The Webhook: Reply Node allows a workflow to send a custom reply to an HTTP request or send a message to a connected WebSocket client. For HTTP replies, the webhook must be configured to wait for a reply.

Webhook: Reply Node

Configuration

For HTTP webhooks, all the standard components of an HTTP response are configurable in the Webhook: Reply Node - the response code, the body, and the headers. For WebSocket webhooks, the available configuration fields are message encoding (which defaults to UTF-8) and the message to send. When using a WebSocket webhook, you must select the WebSocket Message radio button.

Webhook: Reply Node Config

In the above example, the response code is set to 200, although that field is templatable and so can be configured from the current payload. It is expected to resolve to a valid response code number, and if it does not, the reply will default to a response code of 200.

The body of an HTTP reply or a WebSocket message can be set either as a string template or as a payload path. In the above example, it is a string template that resolves to a string of JSON. If payload path is chosen and the payload path points to an object, that object is stringified as JSON for use as the body. For HTTP replies, the body is allowed to be empty, if no body is desired on the reply. WebSocket messages must contain a value.

If you attempt to send a WebSocket message as a reply to an HTTP webhook, you will receive the following error:

Cannot write a WebSocket message to an HTTP webhook.

If you reference a payload path that does not exist as the WebSocket message or HTTP reply, the platform will send an empty string.

Webhook: Reply Node Header Config

Arbitrary headers can also be set on the reply. Both the header name and value fields are templatable, so they are configurable based on the payload. In the example above, only one header field is set - Content-Type is set to application/json.

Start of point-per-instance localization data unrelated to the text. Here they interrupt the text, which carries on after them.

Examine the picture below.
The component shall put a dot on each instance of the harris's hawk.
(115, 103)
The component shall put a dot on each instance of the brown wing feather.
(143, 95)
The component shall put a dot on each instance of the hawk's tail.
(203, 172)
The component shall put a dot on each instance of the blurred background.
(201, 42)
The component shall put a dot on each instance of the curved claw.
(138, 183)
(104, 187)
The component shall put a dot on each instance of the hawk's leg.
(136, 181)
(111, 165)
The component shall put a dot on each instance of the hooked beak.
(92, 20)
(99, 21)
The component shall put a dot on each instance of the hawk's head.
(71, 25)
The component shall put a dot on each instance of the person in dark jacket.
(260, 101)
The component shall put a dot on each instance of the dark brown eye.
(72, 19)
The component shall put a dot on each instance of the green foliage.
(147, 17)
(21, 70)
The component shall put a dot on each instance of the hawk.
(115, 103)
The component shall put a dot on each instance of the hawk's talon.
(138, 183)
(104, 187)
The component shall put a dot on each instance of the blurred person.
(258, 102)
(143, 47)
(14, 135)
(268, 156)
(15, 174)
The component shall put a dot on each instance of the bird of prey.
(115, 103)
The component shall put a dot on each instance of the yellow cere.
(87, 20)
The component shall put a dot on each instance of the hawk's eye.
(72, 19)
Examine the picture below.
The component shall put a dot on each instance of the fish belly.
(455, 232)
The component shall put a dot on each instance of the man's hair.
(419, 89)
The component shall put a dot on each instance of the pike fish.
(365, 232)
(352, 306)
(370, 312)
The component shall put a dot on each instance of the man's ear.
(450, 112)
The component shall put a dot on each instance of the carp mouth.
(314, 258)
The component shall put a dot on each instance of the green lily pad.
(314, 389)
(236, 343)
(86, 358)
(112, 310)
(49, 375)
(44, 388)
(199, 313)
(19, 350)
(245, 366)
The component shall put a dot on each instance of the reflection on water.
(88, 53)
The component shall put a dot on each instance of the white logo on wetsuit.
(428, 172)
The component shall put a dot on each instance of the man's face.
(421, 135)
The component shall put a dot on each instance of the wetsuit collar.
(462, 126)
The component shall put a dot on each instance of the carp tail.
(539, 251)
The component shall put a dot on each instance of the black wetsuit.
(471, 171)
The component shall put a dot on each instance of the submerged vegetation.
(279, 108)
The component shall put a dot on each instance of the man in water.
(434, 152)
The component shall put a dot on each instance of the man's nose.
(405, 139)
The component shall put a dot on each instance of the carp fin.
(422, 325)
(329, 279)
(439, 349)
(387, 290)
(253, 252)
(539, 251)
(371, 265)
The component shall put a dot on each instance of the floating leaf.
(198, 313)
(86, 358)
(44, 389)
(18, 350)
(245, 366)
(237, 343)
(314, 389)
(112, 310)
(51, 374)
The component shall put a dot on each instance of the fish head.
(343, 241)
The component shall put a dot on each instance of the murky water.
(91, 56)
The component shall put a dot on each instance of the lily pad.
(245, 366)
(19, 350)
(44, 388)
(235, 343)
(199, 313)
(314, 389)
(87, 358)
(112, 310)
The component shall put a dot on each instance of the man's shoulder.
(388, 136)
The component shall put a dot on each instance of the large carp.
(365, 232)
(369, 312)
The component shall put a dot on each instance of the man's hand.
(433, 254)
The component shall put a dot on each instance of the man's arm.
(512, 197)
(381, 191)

This is set because the body of the reply is JSON. This will probably be the most common header to set - Losant does not automatically attempt to determine the content type.

Notes About Security

  • Webhook replies allow a limited set of values for the Content-Type header: application/json, application/xml, text/plain, text/xml and text/csv. If no Content-Type is set, or an invalid Content-Type is set, the Content-Type of the response will be set to application/json.
  • Losant automatically sets protective values for the following headers, none of which can be overridden in a webhook reply: X-Content-Type-Options, Content-Security-Policy and X-XSS-Protection.

Advanced Options

The Webhook: Reply Node has one optional advanced option - setting the payload path for the replyId.

Webhook: Reply Node ReplyId

The reply ID path defaults to data.replyId, which is where the Webhook Trigger places the ID that represents the current HTTP request or WebSocket client. If you have moved this identifier to a different location on the payload, or you’re using multiple workflows and passing this ID between them, you can provide an alternative payload path in this field. If there is no reply ID at the path given, the Webhook: Reply Node does nothing.

If you wish to send a message to a WebSocket client that is in response to some event other than a WebSocket client connection or received message, you must store the replyId value somewhere so that it can be referenced later when invoking this node (such as in workflow storage).

Considerations

The Webhook: Reply Node allows for sending a maximum message size of 256KB.